Understanding Hinton’s Capsule Networks. Part IV: CapsNet Architecture

Part of Understanding Hinton’s Capsule Networks Series:

Part I: Intuition
Part II: How Capsules Work
Part III: Dynamic Routing Between Capsules
Part IV: CapsNet Architecture (you are reading it now)


Quick announcement about our new publication AI³. We are getting the best writers together to talk about the Theory, Practice, and Business of AI and machine learning. Follow it to stay up to date on the latest trends.


Introduction

In this part, I will walk through the architecture of the CapsNet. I will also offer my shot at calculating the number of trainable parameters in the CapsNet. My resulting number is around 8.2 million of trainable parameters which is different from the 11.36 officially referred to in the paper. The paper itself is not very detailed and hence it leaves some open questions about specifics of the network implementation that are as of today still unanswered because the authors did not provide their code. Nonetheless, I still think that counting parameters in a network is a good exercise for purely learning purposes as it allows one to practice understanding of all building blocks of a particular architecture.

The CapsNet has 2 parts: encoder and decoder. The first 3 layers are encoder, and the second 3 are decoder:

Layer 1. Convolutional layer
Layer 2. PrimaryCaps layer
Layer 3. DigitCaps layer
Layer 4. Fully connected #1
Layer 5. Fully connected #2
Layer 6. Fully connected #3

Part I. Encoder.

CapsNet encoder architecture. Source: original paper.

Encoder part of the network takes as input a 28 by 28 MNIST digit image and learns to encode it into a 16-dimensional vector of instantiation parameters (as explained in the previous posts of this series), this is where the capsules do their job. The output of the network during prediction is a 10-dimensional vectors of lengths of DigitCaps’ outputs. The decoder has 3 layers: two of them are convolutional and the last one is fully connected.

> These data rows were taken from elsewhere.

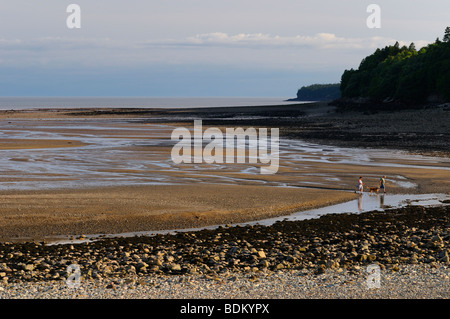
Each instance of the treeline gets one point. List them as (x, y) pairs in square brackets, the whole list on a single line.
[(404, 74), (319, 92)]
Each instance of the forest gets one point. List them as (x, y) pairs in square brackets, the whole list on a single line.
[(402, 73)]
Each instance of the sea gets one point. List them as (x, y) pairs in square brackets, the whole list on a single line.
[(25, 103)]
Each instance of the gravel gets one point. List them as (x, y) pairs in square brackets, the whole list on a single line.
[(408, 282), (326, 257)]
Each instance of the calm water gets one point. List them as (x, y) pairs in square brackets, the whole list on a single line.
[(17, 103)]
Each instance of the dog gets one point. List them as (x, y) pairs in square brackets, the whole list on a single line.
[(373, 189)]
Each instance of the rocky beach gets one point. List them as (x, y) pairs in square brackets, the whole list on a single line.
[(324, 257)]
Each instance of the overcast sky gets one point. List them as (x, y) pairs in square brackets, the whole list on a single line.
[(198, 47)]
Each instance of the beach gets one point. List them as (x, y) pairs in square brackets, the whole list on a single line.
[(108, 171)]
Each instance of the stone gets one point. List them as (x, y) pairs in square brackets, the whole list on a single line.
[(175, 267), (262, 254)]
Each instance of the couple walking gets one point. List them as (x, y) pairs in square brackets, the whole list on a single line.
[(382, 185)]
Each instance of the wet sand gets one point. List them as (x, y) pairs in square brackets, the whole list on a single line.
[(35, 215), (207, 195)]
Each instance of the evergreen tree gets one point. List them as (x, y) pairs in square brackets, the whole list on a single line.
[(447, 35)]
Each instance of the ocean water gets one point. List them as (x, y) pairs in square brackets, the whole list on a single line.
[(20, 103)]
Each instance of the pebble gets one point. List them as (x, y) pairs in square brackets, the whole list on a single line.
[(329, 249)]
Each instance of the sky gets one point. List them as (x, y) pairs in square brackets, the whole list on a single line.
[(176, 48)]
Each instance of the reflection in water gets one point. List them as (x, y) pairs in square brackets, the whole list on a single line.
[(381, 198), (360, 203)]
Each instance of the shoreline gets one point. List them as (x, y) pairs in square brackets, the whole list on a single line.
[(409, 245), (321, 258), (125, 209), (303, 115)]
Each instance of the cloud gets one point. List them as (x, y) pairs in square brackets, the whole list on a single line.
[(258, 40)]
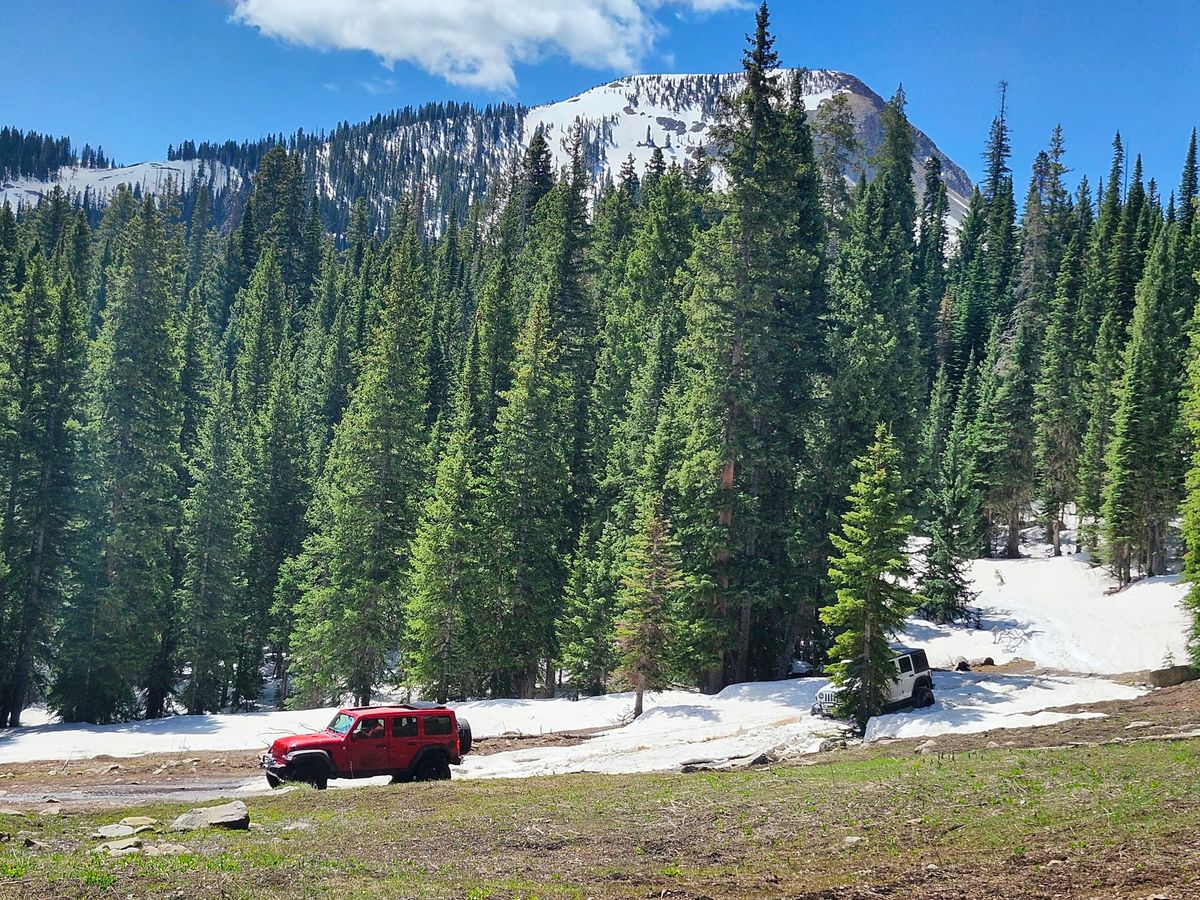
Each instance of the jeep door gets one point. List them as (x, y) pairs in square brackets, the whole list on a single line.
[(905, 678), (369, 747), (405, 743)]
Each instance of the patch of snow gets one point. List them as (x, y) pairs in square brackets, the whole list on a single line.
[(679, 729), (100, 184), (1056, 612), (969, 702)]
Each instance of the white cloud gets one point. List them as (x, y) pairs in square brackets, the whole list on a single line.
[(474, 42)]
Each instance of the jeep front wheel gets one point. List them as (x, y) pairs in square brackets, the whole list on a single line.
[(922, 697), (315, 778)]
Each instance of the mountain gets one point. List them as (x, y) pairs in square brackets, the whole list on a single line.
[(451, 154), (94, 185)]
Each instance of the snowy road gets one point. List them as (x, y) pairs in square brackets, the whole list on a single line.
[(1057, 615)]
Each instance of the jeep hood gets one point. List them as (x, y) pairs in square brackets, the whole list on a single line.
[(324, 741)]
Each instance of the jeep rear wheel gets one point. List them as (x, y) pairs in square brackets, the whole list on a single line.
[(432, 768), (922, 697)]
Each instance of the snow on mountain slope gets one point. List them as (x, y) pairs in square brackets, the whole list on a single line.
[(457, 151), (634, 115), (1059, 613), (678, 727), (100, 184)]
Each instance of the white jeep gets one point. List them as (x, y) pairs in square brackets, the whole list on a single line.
[(913, 685)]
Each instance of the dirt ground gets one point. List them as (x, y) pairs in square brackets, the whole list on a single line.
[(109, 781), (106, 781)]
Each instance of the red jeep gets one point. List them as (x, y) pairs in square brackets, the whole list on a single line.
[(412, 742)]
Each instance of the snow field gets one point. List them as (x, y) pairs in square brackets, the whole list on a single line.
[(1055, 612)]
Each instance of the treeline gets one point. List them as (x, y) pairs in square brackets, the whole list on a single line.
[(27, 154), (600, 441), (443, 156)]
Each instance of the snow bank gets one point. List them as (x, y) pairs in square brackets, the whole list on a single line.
[(970, 702), (177, 733), (1055, 612), (679, 729)]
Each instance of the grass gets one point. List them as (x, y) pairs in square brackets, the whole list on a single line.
[(1107, 821)]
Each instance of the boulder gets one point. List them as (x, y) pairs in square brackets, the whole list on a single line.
[(111, 832), (228, 815), (139, 821), (123, 847), (166, 850), (1173, 675)]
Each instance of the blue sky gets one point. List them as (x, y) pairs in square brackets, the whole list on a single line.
[(135, 76)]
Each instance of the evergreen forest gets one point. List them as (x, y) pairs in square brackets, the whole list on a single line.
[(681, 430)]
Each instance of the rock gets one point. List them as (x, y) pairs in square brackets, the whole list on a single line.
[(139, 821), (166, 850), (228, 815), (123, 847), (109, 832), (1173, 675)]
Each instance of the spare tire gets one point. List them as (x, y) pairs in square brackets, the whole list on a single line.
[(463, 737)]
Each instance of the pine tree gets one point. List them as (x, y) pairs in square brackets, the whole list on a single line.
[(868, 573), (1139, 484), (442, 618), (523, 498), (103, 651), (42, 475), (367, 514), (214, 546), (274, 453), (1006, 430), (1057, 400), (749, 358), (953, 516), (647, 601)]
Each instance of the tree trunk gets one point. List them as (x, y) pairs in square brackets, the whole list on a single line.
[(1013, 545)]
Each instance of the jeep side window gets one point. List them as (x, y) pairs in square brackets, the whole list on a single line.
[(403, 726), (370, 729)]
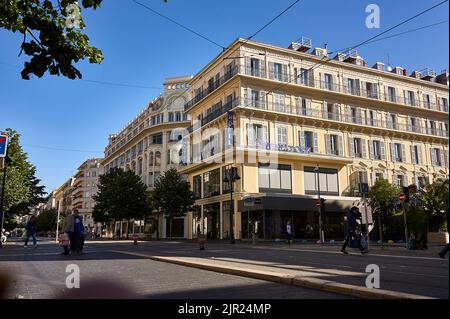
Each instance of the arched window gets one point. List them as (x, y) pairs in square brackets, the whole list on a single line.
[(150, 160), (158, 158)]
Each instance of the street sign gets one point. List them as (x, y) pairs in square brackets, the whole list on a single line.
[(364, 188), (249, 202), (3, 145)]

Layer 1. Convolutional layer

Input: 28x28 image (one color channel).
Output: 20x20x256 tensor.
Number of parameters: 20992.

Convolutional layer’s job is to detect basic features in the 2D image. In the CapsNet, the convolutional layer has 256 kernels with size of 9x9x1 and stride 1, followed by ReLU activation. If you don’t know what this means, here are some awesome resources that will allow you to quickly pick up key ideas behind convolutions. To calculate the number of parameters, we need to also remember that each kernel in a convolutional layer has 1 bias term. Hence this layer has (9x9 + 1)x256 = 20992 trainable parameters in total.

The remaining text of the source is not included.